Sunday Meter Repeal Needs No CEQA Review, Say SFMTA and Planning Dept.

An appeal claiming that the repeal of Sunday parking meters is an action that requires environmental review under the California Environmental Quality Act is baseless, according to responses issued by the SFMTA and Planning Department this week.

Photo: Aaron Bialick

The appeal, filed by Livable City and the SF Transit Riders Union, is set for a hearing and vote at the Board of Supervisors on Tuesday. The board will not vote not on the merits of running parking meters on Sundays. Instead, the board will vote on whether CEQA would require an environmental impact report for the SFMTA’s new budget, which directs the agency to stop charging for meters on Sundays. The supervisors’ decision is expected to be largely informed by the recommendations of the SFMTA and the Planning Department.

The policy change is expected to remove $11 million per year in transit funding, as well as double the average time that drivers take to find commercial parking spaces on Sundays, according to an SFMTA study [PDF] of the benefits that Sunday meters garnered in their first year. The appellants argue that impacts like increased traffic congestion and pollution, reduced parking turnover for businesses, and lost transit funding warrant an EIR.

“Our appeal insists that CEQA doesn’t allow an exemption for lowering of parking fees, when such an action would clearly impact the environment,” said Mario Tanev of SFTRU.

But the SFMTA maintains that the act of removing fees (e.g., Sunday meter fees) fits within a CEQA exemption meant to allow for speedy municipal budget balancing. The agency argued in its memo [PDF] that the loss of $11 million is not of significant impact because Muni fares, parking ticket fines, and parking permit fees for construction contractors were increased to make up for it:

Even though the SFMTA’s decision to eliminate Sunday parking meter enforcement may have a budgetary impact through the loss of some parking meter citation fines and fees, the SFMTA Budget raises many other rates, fees, and charges which more than offsets the reduction in revenue from operating parking meters on Sundays.

“SFMTA’s crass excuse is that because they also raised the Fast Pass and Muni cash fare, it all balances out,” said Tanev. “It balances out on the back of riders, by their own admission.” Over the next two years, monthly Fast Passes will get nine percent more expensive, while downtown parking fines will increase five percent and annual contractor parking permits will increase by two percent.

The Planning Department, meanwhile, declared that the “SFMTA is not required to analyze the potential impacts to traffic and air quality which are concerns raised by the appellants” because the budget is “statutorily exempt under CEQA,” and thus “no further environmental review is required, regardless of the possibility of environmental impacts.”

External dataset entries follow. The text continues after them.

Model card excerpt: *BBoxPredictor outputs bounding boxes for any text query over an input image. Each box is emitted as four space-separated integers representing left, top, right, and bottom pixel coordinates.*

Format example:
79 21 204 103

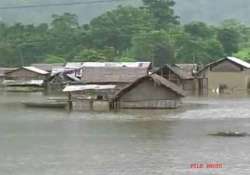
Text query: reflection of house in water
114 74 184 109
198 57 250 95
3 67 49 91
156 64 207 95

The SFMTA’s study “does not constitute substantial evidence of any significant adverse impact on the environment,” the Planning Department’s environmental review officer, Sarah Jones, wrote in a memo [PDF]. “Further, this study is not an environmental review document prepared for the purpose of studying the environmental effects of eliminating parking meter enforcement on Sundays.”

“Even if the environmental impacts of eliminating parking meter enforcement on Sundays were required to be evaluated under CEQA, eliminating Sunday parking meter enforcement is unlikely to have significant environmental impacts,” Jones wrote. “The SFMTA’s decision not to collect parking meter fees on Sundays does not result in any direct physical change in the environment. Any indirect impacts would be speculative and varied; for example, with less parking turnover and less availability, some individuals might choose to avoid automobile use.”

At a forum on transportation issues hosted by the SF Bay Guardian yesterday, Supervisor Scott Wiener was asked for his stance on the appeal. Although he said he was “critical” of the Sunday meter removal for taking funds from Muni and reducing parking turnover, the Board of Supervisors would only “make a decision on whether CEQA was violated, as we do with every CEQA appeal.”

Notably, the board rejected a CEQA appeal in April which claimed that the SFMTA’s pilot program to test private shuttle regulations required a review.